Woran erkennt man, dass sich der heute vorherrschende wissenschaftliche Materialismus in eine Religion und seine Wissenschaftler in Priester verwandelt haben? Daran, dass sich seine Hypothesen in Glaubensgrundsätze und Dogmen verwandelt haben. Daran, dass alle, die diese Dogmen hinterfragen, zunächst belächelt, dann denunziert und in weiterer Folge aus der „wissenschaftlichen Gemeinde“ exkommuniziert werden. Daran, dass die Masse der Gläubigen – das sind wir – diese Dogmen als fix und völlig unhinterfragt in den Lebensalltag integriert hat, was aus uns sogenannte „Wissenschaftsgläubige“ macht.

Zum Beispiel zeigen uns alle Kulturen bis heute die Sonne als lebendiges Wesen, als Gott oder Göttin, als eigenständiges Bewusstsein im Universum.
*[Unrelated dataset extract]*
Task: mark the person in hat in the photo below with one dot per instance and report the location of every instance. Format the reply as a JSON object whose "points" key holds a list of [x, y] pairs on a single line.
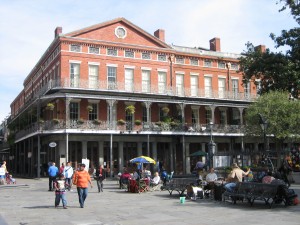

Kinder zeichnen die Sonne bis zu ihrem zehnten Lebensjahr als Wesen mit einem lächelnden Gesicht. Dann löscht ihnen der wissenschaftliche Materialismus das Leben aus der Sonne. Zurück bleibt – siehe Wikipedia – eine „an der Oberfläche 6000° C heiße Plasmakugel, …, ein durchschnittlich großer Stern im äußeren Drittel unserer Milchstraße, …, der 99,86 % der gesamten Masse des Sonnensystems ausmacht“. Der Glaube an eine lebendige Sonne gehört in das Forschungsgebiet der Kulturgeschichte, wo primitive Kulturen die „regelmäßige tägliche und jährliche Wiederkehr der Sonne ängstlich erwartet und mittels kultischer und magischer Rituale beschworen haben“ (Wikipedia).

Der Wissenschaftswahn

Es ist nicht die Wissenschaft als solche, die zum Beispiel ein herausragender Wissenschaftler wie Rupert Sheldrake bekämpft, sondern genau diese wissenschaftliche Arroganz und den damit verbundenen Dogmatismus. Sheldrake, den meisten durch seine Theorie der morphogenetischen Felder bekannt, brachte 2012 ein Buch mit dem Titel „Science Delusion“ (im Deutschen „Der Wissenschaftswahn: Warum der Materialismus ausgedient hat“) auf den Markt. Während einer seiner Widersacher, Richard Dawkins, mit seinem Buch „Der Gotteswahn“ sich als ein erklärter Gegner von Religion und als der Vertreter des „Neuen Atheismus“ positioniert, zeigt sich Sheldrake mit seinem Buch „Der Wissenschaftswahn“ nicht als Gegner, sondern sogar als Anhänger der Wissenschaft. Aber er stellt sich dezidiert gegen die heutige wissenschaftliche Überzeugung, dass wir die Natur der Realität schon verstanden hätten, und nun nur noch die Details erforschen müssten.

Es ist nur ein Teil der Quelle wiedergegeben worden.